I just did a few quick google searches and came up with Smoke King which appears to be run out of the UK. I believe they have what you are looking for. Unsure about their credibility at this point though, have not performed any searches regarding that.

Also, they have a small banner on their page stating that tobacco cannot be shipped outside of the UK, but all other products are unaffected, so you should be able to get the pipe shipped to you.

Hope this helps.


----------



## CBR (Mar 31, 2010)

That's unfortunate to hear, the bright side is you didn't have to hold your breath for a few weeks.


----------



## Firedawg (Nov 8, 2010)

the 150 just doesnt do it for me but the 999 isnt bad. The 80s is what I truly wanted in the racing green and the 999 in spigot.


----------



## Boudreaux (Jun 27, 2007)

CBR said:


> That's unfortunate to hear, the bright side is you didn't have to hold your breath for a few weeks.


+1 I'm glad that you didn't have to wait weeks for some type of confirmation but I'd still watch the credit card account like a hawk. Just because a rogue charge isn't made immediately doesn't mean the possibility doesn't exist. Since the folks who skim credit card information can hold it until they are ready to use it I'd pay closer attention to it as the expiration date approaches...


----------



## Sblumberjack (Mar 20, 2011)

I placed an order through them but after reading the info here and calling their "customer service" number with no service I decided to close the card that I used to place the order...better safe than sorry I guess.

Is anyone familiar with Top Hat or tasty tobacco shop? They have Hamborger Veermaster which I have been dying to try.


----------



## Nick S. (Jul 10, 2011)

Sblumberjack said:


> I placed an order through them but after reading the info here and calling their "customer service" number with no service I decided to close the card that I used to place the order...better safe than sorry I guess.
> 
> Is anyone familiar with Top Hat or tasty tobacco shop? They have Hamborger Veermaster which I have been dying to try.


I haven't used either of those but it you are unsure about the site give them a call. In my experience, if a site lists something in stock (such as a HTF tobacco) consistently than they either don't update their inventory, or they are a shady business...


----------



## Sblumberjack (Mar 20, 2011)

Nick S. said:


> I haven't used either of those but it you are unsure about the site give them a call. In my experience, if a site lists something in stock (such as a HTF tobacco) consistently than they either don't update their inventory, or they are a shady business...


Thanks for the tips, I'll give them a shout.


----------



## stanwell30 (Nov 8, 2011)

I tried to order some Gawith FVF, which *seemed* to be in stock. Well...sometimes it is, right? Uhhh huh...

That was 6 weeks ago. 4 or 5 emails have been ignored. A cancel order email has not been acknowledged. 

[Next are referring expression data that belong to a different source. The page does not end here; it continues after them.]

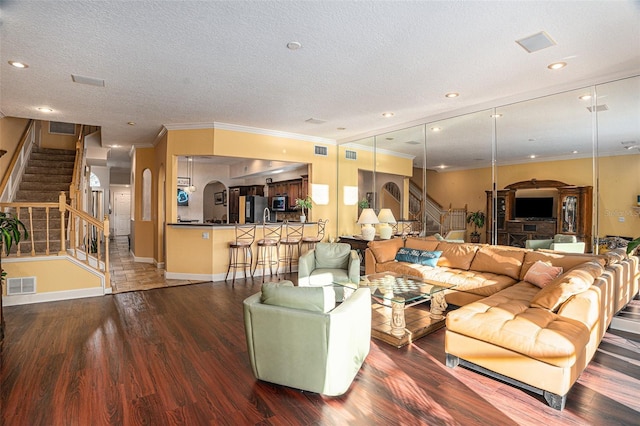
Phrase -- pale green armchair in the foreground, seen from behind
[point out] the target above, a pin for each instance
(295, 338)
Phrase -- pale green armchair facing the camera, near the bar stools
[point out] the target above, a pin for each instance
(327, 263)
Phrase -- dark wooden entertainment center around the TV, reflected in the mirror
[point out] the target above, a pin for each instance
(573, 214)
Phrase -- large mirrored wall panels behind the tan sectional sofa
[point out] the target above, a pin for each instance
(566, 163)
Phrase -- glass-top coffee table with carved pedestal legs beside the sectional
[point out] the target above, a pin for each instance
(392, 296)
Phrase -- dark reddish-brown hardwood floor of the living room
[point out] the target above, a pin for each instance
(178, 356)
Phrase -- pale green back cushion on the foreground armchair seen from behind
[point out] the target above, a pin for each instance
(316, 299)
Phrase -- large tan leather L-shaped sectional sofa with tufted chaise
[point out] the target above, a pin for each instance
(537, 338)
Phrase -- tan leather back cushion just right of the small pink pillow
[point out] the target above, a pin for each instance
(562, 288)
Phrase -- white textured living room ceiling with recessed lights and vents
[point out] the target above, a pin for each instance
(173, 62)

DON'T do business with them.


----------



## Sblumberjack (Mar 20, 2011)

After I placed my order I called their customer service number and got a recorded message about directv. I realized that I could not cancel the order so I called my credit card company and told them the card was compromised. The cancelled the card and issued me another. I just didnt want to risk it.


----------



## Zeabed (Apr 23, 2009)

Another trap, albeit a less frequent one (I think), is the one in which I recently fell. I ordered a estate pipe from a longtime e-tailer who as it turned out was about to retire. He called me, I gave him the order and he assured me that he would mail it to me the next day. That was over a month ago and no pipe. He didn't forget to charge my cc though. Now his website just indicates that he's retired and no one answers his phone. I'm filing a fraudulent transaction complaint with my credit card.


----------